After cutting the conductive film and measuring the insulating property, the thin film magnetic head assembly may include an electrically conductive paste layer. This conductive paste layer may be applied on the surface of the third insulating film and the end surfaces of the first, second and third terminal conductors such that the first, second and third terminal conductors are electrically connected to each other.
In such an embodiment of the thin film magnetic head assembly, the first and second terminal conductors connected to the first and second electrode films are electrically connected to the third terminal conductor connected to the first and second shield films by means of the conductive paste layer. Therefore, the first and second electrode films can be kept equipotential with the first and second shield films. Then, the first insulating film and magnetoresistive element can be prevented from being broken due to the electrostatic charge during a process after the measurement of the insulating property.

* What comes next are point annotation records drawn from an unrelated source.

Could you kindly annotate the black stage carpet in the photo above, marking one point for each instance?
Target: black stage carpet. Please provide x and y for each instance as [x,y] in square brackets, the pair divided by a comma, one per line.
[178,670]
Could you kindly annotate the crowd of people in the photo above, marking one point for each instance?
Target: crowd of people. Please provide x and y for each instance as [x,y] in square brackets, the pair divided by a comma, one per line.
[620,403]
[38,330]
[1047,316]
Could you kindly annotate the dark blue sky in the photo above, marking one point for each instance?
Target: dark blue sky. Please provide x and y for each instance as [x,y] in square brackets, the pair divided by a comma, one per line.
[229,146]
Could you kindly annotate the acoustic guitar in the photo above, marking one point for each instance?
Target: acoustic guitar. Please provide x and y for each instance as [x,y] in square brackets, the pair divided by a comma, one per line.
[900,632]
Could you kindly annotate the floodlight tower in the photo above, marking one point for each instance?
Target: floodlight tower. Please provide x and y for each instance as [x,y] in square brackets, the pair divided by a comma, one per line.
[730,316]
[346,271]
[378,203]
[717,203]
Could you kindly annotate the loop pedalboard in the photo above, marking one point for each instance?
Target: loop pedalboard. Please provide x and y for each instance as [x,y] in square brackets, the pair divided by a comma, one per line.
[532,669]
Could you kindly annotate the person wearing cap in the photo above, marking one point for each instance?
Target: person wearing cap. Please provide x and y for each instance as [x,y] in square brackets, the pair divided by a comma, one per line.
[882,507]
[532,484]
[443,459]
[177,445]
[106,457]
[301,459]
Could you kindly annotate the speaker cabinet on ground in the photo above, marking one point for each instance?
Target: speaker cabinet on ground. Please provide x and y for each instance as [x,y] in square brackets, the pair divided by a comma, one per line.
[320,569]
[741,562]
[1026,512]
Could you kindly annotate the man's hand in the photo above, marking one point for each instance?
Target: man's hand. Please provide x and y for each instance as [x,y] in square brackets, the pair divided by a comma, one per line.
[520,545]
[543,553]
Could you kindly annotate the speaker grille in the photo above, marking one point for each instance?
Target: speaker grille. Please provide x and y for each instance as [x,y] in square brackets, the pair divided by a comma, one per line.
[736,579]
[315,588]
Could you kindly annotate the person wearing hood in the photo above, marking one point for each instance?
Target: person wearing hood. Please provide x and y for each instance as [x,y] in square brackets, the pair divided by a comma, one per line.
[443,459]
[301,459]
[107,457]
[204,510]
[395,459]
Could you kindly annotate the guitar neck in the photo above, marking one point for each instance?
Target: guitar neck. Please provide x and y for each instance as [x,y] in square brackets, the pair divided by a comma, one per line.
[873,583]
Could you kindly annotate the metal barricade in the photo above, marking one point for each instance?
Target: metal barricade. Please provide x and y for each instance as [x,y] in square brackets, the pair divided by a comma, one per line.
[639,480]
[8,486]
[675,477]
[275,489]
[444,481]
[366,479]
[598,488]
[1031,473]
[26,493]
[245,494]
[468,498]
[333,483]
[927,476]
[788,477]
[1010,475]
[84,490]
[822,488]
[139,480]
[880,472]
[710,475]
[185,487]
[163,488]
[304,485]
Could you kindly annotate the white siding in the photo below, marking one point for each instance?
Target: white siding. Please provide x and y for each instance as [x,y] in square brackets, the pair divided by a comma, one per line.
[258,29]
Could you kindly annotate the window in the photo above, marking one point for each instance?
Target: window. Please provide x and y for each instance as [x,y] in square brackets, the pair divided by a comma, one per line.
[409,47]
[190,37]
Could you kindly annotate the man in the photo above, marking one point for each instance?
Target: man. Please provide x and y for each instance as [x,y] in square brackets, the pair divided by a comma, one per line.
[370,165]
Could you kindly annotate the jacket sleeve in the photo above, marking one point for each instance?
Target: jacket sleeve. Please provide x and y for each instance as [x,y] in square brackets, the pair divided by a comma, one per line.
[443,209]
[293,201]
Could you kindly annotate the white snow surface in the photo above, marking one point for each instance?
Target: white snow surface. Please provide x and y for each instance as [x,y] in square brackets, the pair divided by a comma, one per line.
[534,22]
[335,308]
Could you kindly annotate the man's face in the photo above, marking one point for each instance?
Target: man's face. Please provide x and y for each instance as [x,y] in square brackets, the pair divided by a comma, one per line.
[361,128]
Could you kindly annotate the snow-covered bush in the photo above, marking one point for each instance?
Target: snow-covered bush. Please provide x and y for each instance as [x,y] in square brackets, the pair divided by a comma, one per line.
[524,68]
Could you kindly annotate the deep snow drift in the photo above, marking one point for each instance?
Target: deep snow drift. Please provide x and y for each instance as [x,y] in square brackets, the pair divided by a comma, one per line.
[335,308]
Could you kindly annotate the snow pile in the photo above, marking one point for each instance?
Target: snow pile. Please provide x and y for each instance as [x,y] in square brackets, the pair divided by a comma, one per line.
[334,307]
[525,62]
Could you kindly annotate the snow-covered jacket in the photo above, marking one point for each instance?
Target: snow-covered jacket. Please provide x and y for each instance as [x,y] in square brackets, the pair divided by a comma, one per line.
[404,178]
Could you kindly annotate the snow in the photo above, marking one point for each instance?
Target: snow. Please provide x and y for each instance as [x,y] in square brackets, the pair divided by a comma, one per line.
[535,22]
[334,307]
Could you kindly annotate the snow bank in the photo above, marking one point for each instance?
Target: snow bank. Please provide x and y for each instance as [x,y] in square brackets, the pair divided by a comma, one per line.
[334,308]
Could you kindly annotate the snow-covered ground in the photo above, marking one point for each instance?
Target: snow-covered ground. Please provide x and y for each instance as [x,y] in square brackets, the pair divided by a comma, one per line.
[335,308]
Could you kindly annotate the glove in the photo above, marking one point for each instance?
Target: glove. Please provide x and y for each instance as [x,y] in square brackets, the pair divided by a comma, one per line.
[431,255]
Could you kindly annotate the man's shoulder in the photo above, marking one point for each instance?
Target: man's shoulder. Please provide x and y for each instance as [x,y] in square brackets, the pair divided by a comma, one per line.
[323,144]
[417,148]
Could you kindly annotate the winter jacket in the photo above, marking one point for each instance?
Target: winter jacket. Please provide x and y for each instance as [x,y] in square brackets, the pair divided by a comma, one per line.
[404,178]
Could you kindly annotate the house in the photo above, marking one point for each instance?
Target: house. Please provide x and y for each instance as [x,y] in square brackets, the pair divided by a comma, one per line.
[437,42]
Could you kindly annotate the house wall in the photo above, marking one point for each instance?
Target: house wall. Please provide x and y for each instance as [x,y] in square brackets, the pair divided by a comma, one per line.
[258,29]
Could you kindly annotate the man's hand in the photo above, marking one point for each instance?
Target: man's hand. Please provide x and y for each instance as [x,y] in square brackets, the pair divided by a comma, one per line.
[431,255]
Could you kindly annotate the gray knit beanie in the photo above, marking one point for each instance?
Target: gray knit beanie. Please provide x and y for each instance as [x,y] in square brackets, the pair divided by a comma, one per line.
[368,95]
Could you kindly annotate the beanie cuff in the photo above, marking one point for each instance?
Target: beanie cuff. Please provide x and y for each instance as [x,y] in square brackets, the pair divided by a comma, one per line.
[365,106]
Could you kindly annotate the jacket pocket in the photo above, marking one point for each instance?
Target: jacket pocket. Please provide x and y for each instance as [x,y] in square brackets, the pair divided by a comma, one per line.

In another embodiment of the thin film magnetic head assembly according to the invention, each of the thin film magnetic head elements includes at least one metal film provided on the first insulating film at a position corresponding to a middle portion of the conductive film, and is covered with said third insulating film.
Upon manufacturing such a thin film magnetic head assembly, said third insulating film is ground or polished to expose an end surface of said metal film, and then the metal film is removed by etching. After that, said conductive film is cut at its middle potion through a hole formed by removing the metal film.
Furthermore, as an addition step, after cutting the conductive film at its middle portion, an insulating resistance of the first or second insulating film may be measured across the first terminal conductor and at least one of the second and third terminal conductors. In this manner, the insulating property of the first or second insulating film can be measured.